Так, в выработке литературного стиля Ростопчин не пошел далее рабского копирования чужих образцов. Правда, его считали знатоком простонародного русского языка и сам он усердно щеголял простонародными речениями. Может быть, в этом отношении он освежил прежние приемы книжной речи и пошел далее своих образцов? Никак не могу признать справедливости и этого мнения. Ростопчина отнюдь нельзя причислить к народным писателям. Щеголять народными «словечками» еще не значит усвоить и передать дух и строй народной речи. Вводимый им в свои произведения якобы простонародный русский жаргон всегда производит впечатление барской забавы, своего рода словесного маскарада, шитого белыми нитками, а никак не действительного духовного единения с языком крестьянской массы. Количественно ростопчинский репертуар простонародных выражений был, конечно, значительно обширнее того, каким располагала, например, Екатерина И, тоже ведь претендовавшая на усвоение «русского духа», но качественные приемы пользования этим репертуаром у обоих сопоставляемых писателей не так уж далеко ушли друг от друга.
Цепляясь за русские простонародные словечки, Ростопчин при всем своем «французоедстве» никогда не переставал быть русским барином, воспитанным на французских книжках и на французских разговорах. Впрочем, усердную погоню Ростопчина за аллюрами простонародной речи я склонен относить не столько к фактам его литературной деятельности, сколько к приемам его политической агитации. И потому я еще вернусь к этому вопросу ниже, при анализе знаменитых ростопчинских «афишек» 1812 г., которые также считаю более правильным рассматривать не в связи с писательской деятельностью Ростопчина, а в связи с его политической ролью: ведь эти «афиши» — не литературные произведения, аполитические прокламации.
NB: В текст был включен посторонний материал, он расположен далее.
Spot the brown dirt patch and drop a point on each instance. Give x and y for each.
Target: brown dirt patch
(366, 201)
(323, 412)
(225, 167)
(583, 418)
Начиная с пятой главы своей повести, Ростопчин переходит, наконец, от вступительного балагурства к ближайшему выполнению своей темы. Он рассказывает историю семейного благополучия истинно русского барина Луки Андреевича Кремнева, весь род которого свято соблюдал заветы родной старины, далекой от яда чужеземщины, а сам Лука Андреевич был идеалом настоящего русака: красавец-геркулес, лихач, рыцарь справедливости и чести, всеми обожаемый и во всем преуспевающий. Он влюбляется в чудную во всех отношениях девушку, женится на ней и создает в своем доме семейную идиллию. «Вот — плоды истинно русского воспитания, чуждого французского модничества», — хочет сказать своей повестью наш автор. И как только он переходит от рассуждений к повествованию, так сейчас же сказывается вся бедность его беллетристических ресурсов. Он не в силах дать чего-либо, хотя бы отдаленным образом напоминающего художественные образы. Герои его повести — безжизненные, схематические фигуры, их свойства не изображаются, а только перечисляются; история их поступков и взаимных отношений, словно по указке, пригоняется к нравоучительному тезису автора, и вся повесть получает характер скучной прописи в лицах. До каких топорных безвкусиц доходит при этом автор в некоторых места повести, можно видеть из следующего образчика. Герой повести, Лука Андреевич Кремнев, по воле автора явился на свет убежденным противником всего французского прямо из чрева матери. «После родин, — читаем в XIII главе повести, — повивальная бабка хотела ребенку впустить в рот капельку белого вина, но ошибкой подала французской водки. Дитя чуть не захлебнулось, но водки не проглотило. Кормилице сделали из французского штофа телогрею, но ребенок не брал груди, пока она не снимет этой телогреи. Отец из этого заключил, что его сын французов любить не будет».